Tuesday, November 03, 2015

Hey, Hey!

Hi there, readers. You may have noticed I don't update here as often as I have in the past. The blog's not dead. When I read a comic or graphic novel about which I think the public needs to know more, I'll post a review. In the meantime, here are ways to keep up with my work:

1. See a version of my online vita here: http://virginia.academia.edu/JamesBuckyCarter

2. I have a Google Scholar profile now! You should be able to access it at this address: https://scholar.google.com/citations?user=v_YyMagAAAAJ&hl=en&oi=ao. According to information gleaned from Google Scholar on November 3, 2015, my works have been cited at least 270 times, and I have an h-index of 8 and an i10-index of 7.

The latest *SANE* features cover art by
Gene Kannenberg, Jr.
 
3. I'm scheduled as featured speaker at 2016's Michigan Reading Association. In Detroit, I'll give a rundown of where I see the next decade of comics evolution and how teachers can tap into growing and emergent trends. For more information, visit http://michiganreading.org/conferences/annual-conference/2016speakers.

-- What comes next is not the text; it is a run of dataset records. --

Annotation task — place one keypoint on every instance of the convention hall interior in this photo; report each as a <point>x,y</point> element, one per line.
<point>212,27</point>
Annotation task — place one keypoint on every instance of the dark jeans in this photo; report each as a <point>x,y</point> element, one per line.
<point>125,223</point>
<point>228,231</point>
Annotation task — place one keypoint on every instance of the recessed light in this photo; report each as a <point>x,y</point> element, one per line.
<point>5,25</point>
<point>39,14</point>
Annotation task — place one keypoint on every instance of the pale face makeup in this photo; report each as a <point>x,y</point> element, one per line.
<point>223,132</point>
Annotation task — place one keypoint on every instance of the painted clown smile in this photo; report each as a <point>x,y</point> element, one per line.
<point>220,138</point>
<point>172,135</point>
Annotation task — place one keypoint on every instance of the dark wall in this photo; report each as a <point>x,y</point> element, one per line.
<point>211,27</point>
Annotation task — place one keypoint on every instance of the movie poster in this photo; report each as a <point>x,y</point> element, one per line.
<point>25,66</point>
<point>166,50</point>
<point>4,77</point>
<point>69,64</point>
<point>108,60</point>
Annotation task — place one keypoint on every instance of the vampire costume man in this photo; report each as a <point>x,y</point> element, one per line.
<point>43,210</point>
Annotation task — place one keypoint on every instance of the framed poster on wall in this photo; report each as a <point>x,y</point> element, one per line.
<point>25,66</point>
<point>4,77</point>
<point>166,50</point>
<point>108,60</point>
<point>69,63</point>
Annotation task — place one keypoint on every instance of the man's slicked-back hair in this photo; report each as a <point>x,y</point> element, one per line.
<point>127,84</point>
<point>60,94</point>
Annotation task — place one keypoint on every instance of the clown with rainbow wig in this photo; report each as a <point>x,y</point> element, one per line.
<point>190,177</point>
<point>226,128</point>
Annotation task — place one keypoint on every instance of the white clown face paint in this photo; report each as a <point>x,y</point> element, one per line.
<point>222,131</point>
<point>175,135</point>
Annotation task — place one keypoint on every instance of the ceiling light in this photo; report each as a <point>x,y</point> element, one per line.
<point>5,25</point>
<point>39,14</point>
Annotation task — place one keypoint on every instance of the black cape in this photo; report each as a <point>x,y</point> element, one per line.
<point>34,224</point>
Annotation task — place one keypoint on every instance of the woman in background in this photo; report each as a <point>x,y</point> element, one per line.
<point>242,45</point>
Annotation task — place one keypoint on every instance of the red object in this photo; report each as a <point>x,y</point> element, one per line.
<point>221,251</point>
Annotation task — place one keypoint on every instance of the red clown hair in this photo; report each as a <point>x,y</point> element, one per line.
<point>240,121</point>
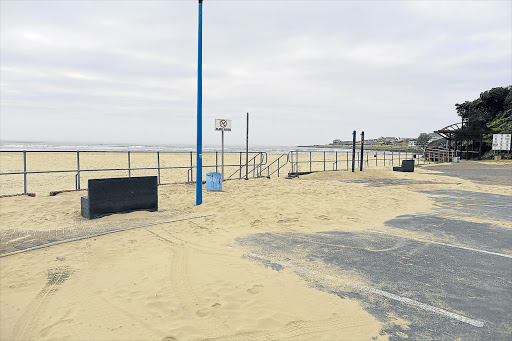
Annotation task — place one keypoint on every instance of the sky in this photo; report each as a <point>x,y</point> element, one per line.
<point>307,72</point>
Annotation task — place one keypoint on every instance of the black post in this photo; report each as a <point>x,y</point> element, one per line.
<point>362,150</point>
<point>353,150</point>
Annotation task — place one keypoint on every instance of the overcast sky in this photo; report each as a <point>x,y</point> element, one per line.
<point>307,72</point>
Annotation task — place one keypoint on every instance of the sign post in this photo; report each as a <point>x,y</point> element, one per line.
<point>222,125</point>
<point>501,141</point>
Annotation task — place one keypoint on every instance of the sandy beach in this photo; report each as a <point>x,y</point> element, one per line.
<point>185,276</point>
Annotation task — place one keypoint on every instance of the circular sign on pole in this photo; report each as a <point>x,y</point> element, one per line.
<point>222,125</point>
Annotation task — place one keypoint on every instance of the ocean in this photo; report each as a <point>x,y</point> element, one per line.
<point>53,146</point>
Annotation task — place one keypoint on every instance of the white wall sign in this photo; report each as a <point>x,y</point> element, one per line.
<point>501,141</point>
<point>222,125</point>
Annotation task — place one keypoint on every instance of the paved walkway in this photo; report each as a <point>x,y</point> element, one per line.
<point>490,174</point>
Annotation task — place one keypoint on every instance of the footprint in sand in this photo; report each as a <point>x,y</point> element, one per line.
<point>288,220</point>
<point>256,222</point>
<point>207,311</point>
<point>255,289</point>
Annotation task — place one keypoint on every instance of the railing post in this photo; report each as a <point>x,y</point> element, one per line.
<point>77,170</point>
<point>158,160</point>
<point>24,172</point>
<point>129,166</point>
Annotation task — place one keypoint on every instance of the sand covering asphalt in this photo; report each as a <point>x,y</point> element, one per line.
<point>189,280</point>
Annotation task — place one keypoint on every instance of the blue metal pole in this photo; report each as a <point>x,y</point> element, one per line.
<point>199,163</point>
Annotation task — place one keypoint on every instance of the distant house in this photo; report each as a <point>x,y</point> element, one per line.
<point>434,137</point>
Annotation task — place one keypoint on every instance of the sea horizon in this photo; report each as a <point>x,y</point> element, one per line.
<point>138,147</point>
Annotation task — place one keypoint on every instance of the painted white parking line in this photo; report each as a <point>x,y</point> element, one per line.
<point>364,288</point>
<point>440,243</point>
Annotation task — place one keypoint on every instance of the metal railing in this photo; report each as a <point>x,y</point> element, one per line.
<point>280,164</point>
<point>303,162</point>
<point>440,154</point>
<point>256,167</point>
<point>300,162</point>
<point>257,161</point>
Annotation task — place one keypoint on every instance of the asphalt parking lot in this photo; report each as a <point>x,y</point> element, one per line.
<point>449,278</point>
<point>498,174</point>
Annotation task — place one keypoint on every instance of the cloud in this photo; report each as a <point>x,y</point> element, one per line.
<point>308,72</point>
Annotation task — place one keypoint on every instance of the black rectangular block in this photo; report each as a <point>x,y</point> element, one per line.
<point>408,166</point>
<point>120,195</point>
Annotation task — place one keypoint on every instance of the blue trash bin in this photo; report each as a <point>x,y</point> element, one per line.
<point>214,181</point>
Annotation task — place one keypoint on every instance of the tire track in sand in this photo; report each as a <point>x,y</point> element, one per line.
<point>28,321</point>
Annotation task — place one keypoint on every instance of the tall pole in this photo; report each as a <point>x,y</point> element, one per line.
<point>362,150</point>
<point>353,150</point>
<point>222,177</point>
<point>247,151</point>
<point>199,156</point>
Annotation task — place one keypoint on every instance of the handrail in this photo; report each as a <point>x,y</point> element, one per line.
<point>22,169</point>
<point>253,159</point>
<point>278,165</point>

4. I'm still writing! I have work with ALAN's "Under the Radar" team in development, as well as entries for edited collections from academic presses. For one such project, I was deemed a "pioneering figure" regarding comics and education. That was quite an honor.

5. SANEjournal is still going strong. My latest peer-reviewed article, "PIM Pedagogy," was downloaded 17 times in September and had views from across the globe. Richard Graham is the managing editor of the journal now, and his first issue went live earlier this fall. SANEjournal now has four issues worth of research and practitioner-based texts, lesson plans, rationales, and more on the subject of comics and education.

Now for some miscellaneous comics considerations en mi cabeza, presented in stream of consciousness for your bemusement:

Learn to code!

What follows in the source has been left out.